The campaign for Sunday’s upper house election in Japan hinged on calls for the nation to make some painful structural reforms with the balm of tax breaks. Japanese prime minister Shinzo Abe, following his victory, pledged to renew his focus on overhauling Japan’s economy. The outcome will allow the Liberal Democratic Party to fire off its most important shot in the “three arrow” reforms.
Japan has been enjoying the propulsion offered by the stimulus package known as Abenomics unveiled in April. Fiscal stimulus and monetary policy are bringing much-needed growth to the world’s third-largest economy. The Bank of Japan is doubling its monetary base over the next two years to thwart deflation. This has sharply reduced the value of the yen, which has boosted export revenues.
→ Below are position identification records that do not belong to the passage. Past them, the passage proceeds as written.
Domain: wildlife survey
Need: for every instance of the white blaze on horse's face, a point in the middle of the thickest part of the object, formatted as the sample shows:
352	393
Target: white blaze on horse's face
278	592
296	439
Japan has enjoyed first-quarter annualised growth of more than 4%, together with an increase in industrial production. Abe’s policies of short-term spending and aggressive monetary easing have helped lift equities. Japanese stocks have rallied 42% this year.
However, Abe’s “third arrow” of structural reform is viewed as the bolt that will boost business and secure long-term economic growth. Japan is expected to slash corporation tax from its 40% rate to nearer an international average of 20–25%. Relaxing labour protection laws could also ease constraint on business. However, a proposed rise in sales tax to 8% from 5% could hit consumption and trigger a fiscal contraction.
A hard landing for the world’s second largest economy across the China Sea also poses big risks for Japan. China accounts for 20% of Japan’s exports – which is more than its trade with the US. A slowdown could trigger ‘risk-off’ sales of more risky positions, which in turn could hit the yen and damage Japanese exports.